We'll go through each of the top 10 beers and check for the following input beer properties.

- For our provided ABV, if it is within a certain range from the ABV of the top beer we add 1 point
- For our provided BrewerID if it matches up we add 1 point
- For our provided Style, if it matches up we add 1 point

We'll multiply the total above by the predicted score out of 20. That way if the user was predicted to give a 20/20 for a beer they'll retain the full score and likewise if they were predicted to give the beer a 10/20 they would retain half the score.


We run this through all of the top 20 beers and sum the scores from each of them to get our final "likeability" score based on the input beer properties. This will give us an indicator of how likely this user would like our New Beer. 

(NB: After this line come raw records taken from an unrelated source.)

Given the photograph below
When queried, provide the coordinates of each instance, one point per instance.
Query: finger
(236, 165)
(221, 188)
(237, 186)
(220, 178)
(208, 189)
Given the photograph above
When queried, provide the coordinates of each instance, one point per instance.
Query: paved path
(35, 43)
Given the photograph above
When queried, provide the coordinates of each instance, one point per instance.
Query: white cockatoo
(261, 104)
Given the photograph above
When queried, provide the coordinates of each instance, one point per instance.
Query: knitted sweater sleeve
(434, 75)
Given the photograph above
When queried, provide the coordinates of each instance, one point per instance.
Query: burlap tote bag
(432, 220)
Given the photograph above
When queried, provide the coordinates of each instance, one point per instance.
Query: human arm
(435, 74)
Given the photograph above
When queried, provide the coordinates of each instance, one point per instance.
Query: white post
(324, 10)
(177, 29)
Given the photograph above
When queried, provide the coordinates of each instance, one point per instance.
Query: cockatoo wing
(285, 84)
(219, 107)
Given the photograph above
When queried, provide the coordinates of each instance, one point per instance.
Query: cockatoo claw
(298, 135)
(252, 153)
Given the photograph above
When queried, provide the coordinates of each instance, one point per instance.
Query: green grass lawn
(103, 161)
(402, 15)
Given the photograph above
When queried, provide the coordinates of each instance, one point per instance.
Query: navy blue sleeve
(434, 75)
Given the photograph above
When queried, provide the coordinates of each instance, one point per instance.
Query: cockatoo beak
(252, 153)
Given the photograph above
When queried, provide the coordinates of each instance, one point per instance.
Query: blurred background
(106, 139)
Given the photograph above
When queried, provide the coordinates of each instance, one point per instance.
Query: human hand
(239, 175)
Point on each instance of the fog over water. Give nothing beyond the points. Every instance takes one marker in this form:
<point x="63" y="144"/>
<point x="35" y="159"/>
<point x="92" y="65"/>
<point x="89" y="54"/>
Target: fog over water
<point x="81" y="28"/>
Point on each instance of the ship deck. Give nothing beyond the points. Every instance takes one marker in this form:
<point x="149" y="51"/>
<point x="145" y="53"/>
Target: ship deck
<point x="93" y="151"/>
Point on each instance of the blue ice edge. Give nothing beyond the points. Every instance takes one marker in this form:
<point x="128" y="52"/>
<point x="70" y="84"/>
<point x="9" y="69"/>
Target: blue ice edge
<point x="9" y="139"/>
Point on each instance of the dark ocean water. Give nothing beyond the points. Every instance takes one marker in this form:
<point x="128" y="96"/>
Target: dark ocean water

We do the same for the rest of the users in our dataset and get the top users with the highest scores and they would be our potential customers for our new beer. 

In [171]:
# lets say we're introducing our new beer with the following properties
new_beer_brewerId = 3490
new_beer_style = 'Abt/Quadrupel'
new_beer_abv = 12

In [172]:
# implementation for the scoring system mentioned above
def get_likeability_score(user_ratings, input_brewerId, input_style, input_abv, abv_threshold=1):
    final_score = 0
    for beerIndex in reversed(np.argsort(user_ratings)[-20:]):
        # get beer id
        beerId = beer_user_ratings.columns.values[beerIndex]
        
        # get beer properties
        abv =  float(beers_info.loc[beers_info['beerId_cat'] == beerId]['ABV'].values[0])
        brewerId = beers_info.loc[beers_info['beerId_cat'] == beerId]['brewerId'].values[0]
        style  = beers_info.loc[beers_info['beerId_cat'] == beerId]['style'].values[0]
        
        # check if abv is within certain range
        
        if (abv - abv_threshold) <= input_abv <= (abv + abv_threshold):
            final_score += 1
        
        if brewerId == input_brewerId:
            final_score += 1
            
        if input_style in style:
            final_score += 1
        
    return final_score*user_ratings[beerIndex]/20
        

In [173]:
# lets get the likeability score for our friend "mribm"
get_likeability_score(mr_ibm_user_ratings, 3490, 'Abt/Quadrupel', 12)

10.213219018348461

Now let's get the likeability score for all the users.

In [174]:
final_user_likeability_scores = []

for i in range(0, len(final_ratings)):
    
    # get user name
    userId = beer_user_ratings.index.values[i]
    userName = userId_to_Name.loc[userId_to_Name['userId'] == userId]['profileName'].values[0]
    #print(str(i) + " " + userName)
    # get user ratings 
    user_ratings = final_ratings[i]
    
    # get likeability score from user_ratings
    likeability_score = get_likeability_score(user_ratings, new_beer_brewerId, new_beer_style, new_beer_abv)
    
    final_user_likeability_scores.append({"user": userName, "likeability_score": likeability_score})

In [176]:
sorted_scores = sorted(final_user_likeability_scores, key=lambda k: k['likeability_score'], reverse=True)


In [177]:
sorted_scores[:25]

[{'user': 'mribm', 'likeability_score': 10.213219018348461},
 {'user': 'Leighton', 'likeability_score': 9.718911921009681},
 {'user': 'hophead75', 'likeability_score': 9.693727438049795},
 {'user': 'lampeno420', 'likeability_score': 9.433628918755632},
 {'user': 'lusikka', 'likeability_score': 9.404424775458697},
 {'user': 'LilKem', 'likeability_score': 9.25259159169947},
 {'user': 'Hammy78', 'likeability_score': 9.202447052065768},
 {'user': 'OldGrowth', 'likeability_score': 9.198000006803122},
 {'user': 'wxman', 'likeability_score': 9.115318448508685},
 {'user': 'Defreni', 'likeability_score': 9.113605455405073},
 {'user': 'mikenodak', 'likeability_score': 9.10356550023791},
 {'user': 'gibson584', 'likeability_score': 9.070573333655162},
 {'user': 'mmcdowell3', 'likeability_score': 8.991859462224328},
 {'user': 'Aquilo', 'likeability_score': 8.981681344835614},
 {'user': 'MaliMisho', 'likeability_score': 8.932750340123166},
 {'user': 'fata2683', 'likeability_score': 8.93249534144295}

Based on the likeability scores now we have our top potential customers for our new beer. These would be the people we should try to market our beer to.